= Ann Dryden Witte =

American economist

Ann Dryden Witte (born August 28, 1942) is an American economist, known for her work on "a variety of interesting and eclectic problems" and as a "prolific author of books, monographs, and professional articles". She is a professor emerita of economics at Wellesley College, and a research associate of the National Bureau of Economic Research.

==Education and career==
Ann Dryden was born in Oceanside, New York, the daughter of a husband-wife team that ran a used machinery business on Long Island.
She graduated from the University of Florida in 1963, majoring in political science and history, and earned a master's degree in economics at Columbia University in 1965.
In 1969, as a graduate student at North Carolina State University, she married Charles Leo Witte.
She completed her Ph.D. in 1971 in economics, with a minor in oceanography. Her dissertation was Employment in the Manufacturing Sector of Developing Economies: A Study of Mexico, Peru and Venezuela.
During this time she worked as an economic and systems analyst in the federal government from 1963 to 1967, and then as an instructor at Tougaloo College and North Carolina State University.

After finishing her doctorate, she joined the faculty at the University of North Carolina, where she remained until 1985. She became an associate of the National Bureau of Economic Research in 1984, and moved from North Carolina to Wellesley in 1985. In 1987 and 1988 she also held a position as Fellow in Law and Economics at the Harvard Law School.

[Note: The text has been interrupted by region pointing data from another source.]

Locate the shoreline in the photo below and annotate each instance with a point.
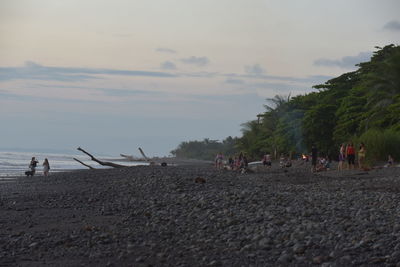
(157, 215)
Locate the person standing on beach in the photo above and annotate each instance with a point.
(219, 161)
(342, 157)
(314, 157)
(46, 167)
(32, 165)
(361, 156)
(267, 160)
(351, 155)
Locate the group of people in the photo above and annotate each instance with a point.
(33, 164)
(347, 154)
(239, 162)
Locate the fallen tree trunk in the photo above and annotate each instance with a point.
(90, 167)
(104, 163)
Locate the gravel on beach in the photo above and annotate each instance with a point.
(200, 216)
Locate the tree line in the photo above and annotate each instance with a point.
(359, 106)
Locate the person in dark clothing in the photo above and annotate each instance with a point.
(314, 157)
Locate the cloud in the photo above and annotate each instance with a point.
(234, 81)
(166, 50)
(256, 69)
(198, 61)
(34, 71)
(392, 25)
(347, 62)
(168, 65)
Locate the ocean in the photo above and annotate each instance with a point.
(16, 163)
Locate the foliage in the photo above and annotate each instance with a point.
(206, 149)
(361, 106)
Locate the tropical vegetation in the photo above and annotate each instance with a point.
(358, 106)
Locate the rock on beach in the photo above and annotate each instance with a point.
(163, 216)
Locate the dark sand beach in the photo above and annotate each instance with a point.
(159, 216)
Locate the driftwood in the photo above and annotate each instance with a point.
(144, 156)
(104, 163)
(90, 167)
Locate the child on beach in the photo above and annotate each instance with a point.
(390, 161)
(267, 160)
(46, 167)
(314, 157)
(361, 156)
(351, 154)
(219, 161)
(342, 157)
(32, 165)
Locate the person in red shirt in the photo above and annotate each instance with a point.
(351, 155)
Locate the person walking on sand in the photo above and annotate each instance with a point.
(314, 158)
(351, 155)
(219, 161)
(32, 165)
(267, 160)
(46, 167)
(390, 161)
(342, 157)
(361, 156)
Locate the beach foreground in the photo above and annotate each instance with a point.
(159, 216)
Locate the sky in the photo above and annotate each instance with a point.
(112, 76)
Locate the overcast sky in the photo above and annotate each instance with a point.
(114, 75)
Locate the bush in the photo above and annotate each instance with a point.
(380, 144)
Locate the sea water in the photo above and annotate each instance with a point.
(16, 163)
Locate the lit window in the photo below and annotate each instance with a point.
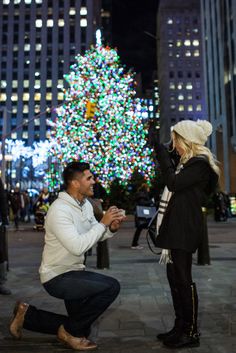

She chaired the Child Care Policy Research Consortium from 1999 to 2000.

==Books==
Witte is the author or coauthor of:
- Taxpayer Compliance: An Agenda for Research (with Jeffrey A. Roth and John T. Scholz, University of Pennsylvania Press, 1989)
- Predicting Recidivism Using Survival Models (with Peter Schmidt, Springer-Verlag, 1988)
- An Economic Analysis of Crime and Justice: Theory, Methods, and Applications (with Peter Schmidt, Academic Press, 1984)
- Beating the System: The Underground Economy (with Carl Simon, Auburn House, 1982)
She is also a co-author on several book-length government reports.

==Recognition==
Witte is a fellow of the American Society of Criminology, the American Statistical Association, and the Royal Statistical Society.